<Pine.3.89.9408301930.A27546-0100000 at carson.u.washington.edu>
mrclean at U.WASHINGTON.EDU (Leon Parker) writes:
> Can anyone suggest a quick and effective way for perparing whole cell
> extracts of a plasmid-transformed S. cerevisiae strain (grown in CM media)
> for Western blot analysis? I've tried pelleting cells from 1 mL of log
> phase culture, resuspending in 50 uL 2X SDS PAGE loading buffer, freezing
> on dry ice (and I've tried liquid nitrogen), and then boiling for 5-10
> minutes. The yield of total protein using this method is very low
> compared to the extracts I've prepared by smashing the cells with beads.

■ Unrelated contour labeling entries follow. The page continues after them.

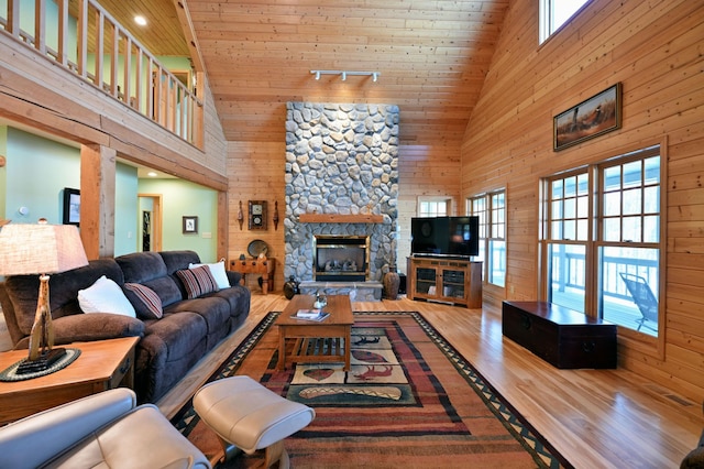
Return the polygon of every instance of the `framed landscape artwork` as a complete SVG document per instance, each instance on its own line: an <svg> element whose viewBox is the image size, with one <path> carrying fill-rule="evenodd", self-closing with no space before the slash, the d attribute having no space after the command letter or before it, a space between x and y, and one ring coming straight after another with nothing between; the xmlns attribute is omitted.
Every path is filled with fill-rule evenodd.
<svg viewBox="0 0 704 469"><path fill-rule="evenodd" d="M80 190L64 187L64 225L80 223Z"/></svg>
<svg viewBox="0 0 704 469"><path fill-rule="evenodd" d="M198 232L198 217L184 217L184 234L195 234Z"/></svg>
<svg viewBox="0 0 704 469"><path fill-rule="evenodd" d="M553 151L620 129L620 83L559 113L553 119Z"/></svg>

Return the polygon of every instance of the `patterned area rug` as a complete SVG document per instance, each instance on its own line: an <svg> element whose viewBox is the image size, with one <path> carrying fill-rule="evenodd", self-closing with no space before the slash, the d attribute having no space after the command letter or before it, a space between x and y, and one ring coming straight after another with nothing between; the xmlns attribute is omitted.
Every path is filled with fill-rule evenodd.
<svg viewBox="0 0 704 469"><path fill-rule="evenodd" d="M276 370L270 313L212 379L246 374L316 410L285 440L295 468L570 467L419 313L355 313L349 372L342 364ZM326 348L324 340L309 352ZM222 449L187 404L174 425L208 457ZM251 468L262 455L219 468Z"/></svg>

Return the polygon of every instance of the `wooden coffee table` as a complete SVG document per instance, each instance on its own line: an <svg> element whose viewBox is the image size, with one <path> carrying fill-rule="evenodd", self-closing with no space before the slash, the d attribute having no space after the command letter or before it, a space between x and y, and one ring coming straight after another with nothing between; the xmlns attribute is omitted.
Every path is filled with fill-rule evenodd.
<svg viewBox="0 0 704 469"><path fill-rule="evenodd" d="M63 370L31 380L0 381L0 424L14 422L119 385L134 384L134 346L139 337L75 342L80 356ZM0 353L0 371L26 358L26 350Z"/></svg>
<svg viewBox="0 0 704 469"><path fill-rule="evenodd" d="M330 316L320 323L292 318L298 309L312 308L314 295L295 295L284 313L276 319L278 326L278 363L284 370L286 362L324 363L344 361L344 370L350 370L350 340L354 316L346 295L329 295L323 308ZM286 342L293 341L290 353L286 355ZM309 350L317 350L315 355Z"/></svg>

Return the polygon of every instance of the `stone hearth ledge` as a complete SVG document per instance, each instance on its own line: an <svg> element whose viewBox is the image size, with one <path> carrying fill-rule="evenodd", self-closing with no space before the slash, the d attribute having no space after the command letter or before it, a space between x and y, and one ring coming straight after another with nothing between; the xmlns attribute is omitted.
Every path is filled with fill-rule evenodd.
<svg viewBox="0 0 704 469"><path fill-rule="evenodd" d="M380 302L382 282L315 282L305 281L298 285L301 295L350 295L352 302Z"/></svg>

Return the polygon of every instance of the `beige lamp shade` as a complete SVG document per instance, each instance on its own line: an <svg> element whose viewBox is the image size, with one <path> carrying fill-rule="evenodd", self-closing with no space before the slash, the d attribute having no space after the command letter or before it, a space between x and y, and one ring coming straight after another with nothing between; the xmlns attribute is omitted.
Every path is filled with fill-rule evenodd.
<svg viewBox="0 0 704 469"><path fill-rule="evenodd" d="M74 225L15 225L0 229L0 275L65 272L88 264Z"/></svg>

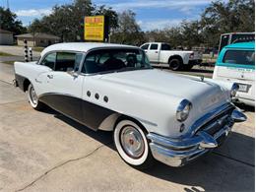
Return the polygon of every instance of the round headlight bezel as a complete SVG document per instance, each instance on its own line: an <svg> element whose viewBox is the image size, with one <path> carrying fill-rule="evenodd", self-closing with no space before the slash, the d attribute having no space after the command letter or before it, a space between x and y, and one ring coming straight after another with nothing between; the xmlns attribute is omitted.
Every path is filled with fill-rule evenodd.
<svg viewBox="0 0 256 192"><path fill-rule="evenodd" d="M239 90L239 85L236 84L236 83L234 83L234 84L232 85L232 87L231 87L230 96L231 96L231 97L234 97L235 95L236 95L236 93L238 92L238 90Z"/></svg>
<svg viewBox="0 0 256 192"><path fill-rule="evenodd" d="M192 103L188 99L181 100L176 110L176 119L179 122L185 121L189 116L191 108Z"/></svg>

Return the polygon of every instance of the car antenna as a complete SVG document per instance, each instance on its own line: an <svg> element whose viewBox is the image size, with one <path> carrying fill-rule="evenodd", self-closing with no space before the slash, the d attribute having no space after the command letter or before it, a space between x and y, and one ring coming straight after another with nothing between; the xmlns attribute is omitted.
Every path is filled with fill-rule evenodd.
<svg viewBox="0 0 256 192"><path fill-rule="evenodd" d="M205 79L205 76L200 76L200 78L201 78L201 82L204 82L204 79Z"/></svg>

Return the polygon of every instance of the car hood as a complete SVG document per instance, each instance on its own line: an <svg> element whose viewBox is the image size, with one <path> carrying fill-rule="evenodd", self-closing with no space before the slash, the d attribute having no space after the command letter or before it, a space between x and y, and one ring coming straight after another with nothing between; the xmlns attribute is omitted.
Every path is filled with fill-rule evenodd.
<svg viewBox="0 0 256 192"><path fill-rule="evenodd" d="M101 79L190 100L206 95L224 94L219 85L201 81L199 77L185 77L157 69L111 73L101 76Z"/></svg>

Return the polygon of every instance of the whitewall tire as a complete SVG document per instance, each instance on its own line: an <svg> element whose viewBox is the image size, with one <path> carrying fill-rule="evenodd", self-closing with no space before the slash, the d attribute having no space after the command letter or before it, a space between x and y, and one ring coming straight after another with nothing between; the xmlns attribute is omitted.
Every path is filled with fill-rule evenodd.
<svg viewBox="0 0 256 192"><path fill-rule="evenodd" d="M136 168L153 165L154 158L150 151L144 130L131 120L121 120L115 126L113 140L119 156L125 162Z"/></svg>
<svg viewBox="0 0 256 192"><path fill-rule="evenodd" d="M43 103L38 100L37 95L34 91L34 88L30 84L28 88L28 98L32 107L35 110L40 110L43 107Z"/></svg>

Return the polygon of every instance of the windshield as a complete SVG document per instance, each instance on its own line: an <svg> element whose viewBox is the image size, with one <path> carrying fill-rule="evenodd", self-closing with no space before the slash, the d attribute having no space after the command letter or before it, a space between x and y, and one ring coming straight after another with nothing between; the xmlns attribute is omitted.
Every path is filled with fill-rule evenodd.
<svg viewBox="0 0 256 192"><path fill-rule="evenodd" d="M152 69L144 51L136 48L116 48L90 52L82 72L94 74L143 69Z"/></svg>

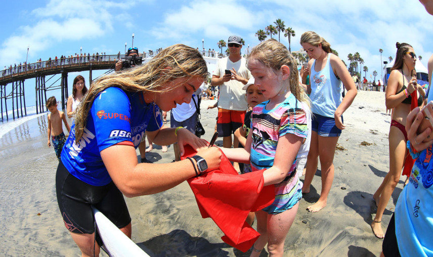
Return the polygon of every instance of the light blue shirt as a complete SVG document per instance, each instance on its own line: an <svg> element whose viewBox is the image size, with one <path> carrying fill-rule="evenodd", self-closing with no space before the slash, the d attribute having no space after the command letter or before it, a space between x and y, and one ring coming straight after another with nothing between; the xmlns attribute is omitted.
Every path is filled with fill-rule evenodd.
<svg viewBox="0 0 433 257"><path fill-rule="evenodd" d="M331 54L328 53L326 64L323 69L315 70L316 60L310 71L310 82L311 85L311 111L322 116L334 118L337 107L342 100L342 83L331 67Z"/></svg>
<svg viewBox="0 0 433 257"><path fill-rule="evenodd" d="M428 85L428 95L427 97L427 102L429 102L430 101L433 101L433 93L430 93L430 89L431 89L431 84L433 84L431 83L431 80L433 80L433 74L431 75L431 78L430 80L430 84Z"/></svg>
<svg viewBox="0 0 433 257"><path fill-rule="evenodd" d="M430 145L420 153L411 153L416 161L396 204L396 236L402 256L433 256L431 149Z"/></svg>

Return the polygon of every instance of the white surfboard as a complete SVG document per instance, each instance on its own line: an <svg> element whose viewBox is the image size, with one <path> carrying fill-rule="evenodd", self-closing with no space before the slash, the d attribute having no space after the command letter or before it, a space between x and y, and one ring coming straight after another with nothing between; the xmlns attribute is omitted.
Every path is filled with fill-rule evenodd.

> Unfortunately, despite the addition of a plethora of protease inhibitors
> and a considerable effort to keep things cold when I try glass bead
> smashing method, my protein of interest always seems to be degraded when
> I analyze it by Western blotting. I'm hoping a quicker, simpler method
> would eliminate this problem.
Greetings from Berkeley!! The lysis procedure you may want to have a
look at is that of alkaline lysis. The reference is
Lyons S; Nelson N.
An immunological method for detecting gene expression in yeast
Proceedings of the National Academy of Sciences of the United States
America, 1984 Dec, 81(23):7426-30.
And the method described therein can also be applied to making extracts
from cells in liquid culture. Together with a potent protease inhibitor
such as described in Aris and Blobel (Methods in Enzymology 194) this
should eliminate proteolysis much better than the standard
SDS/glass-beads based methods. Drawback is, it is slower, especially if
you include a TCA precipitation step. Advantage is, it is quantitative
and you do not have to account for loss.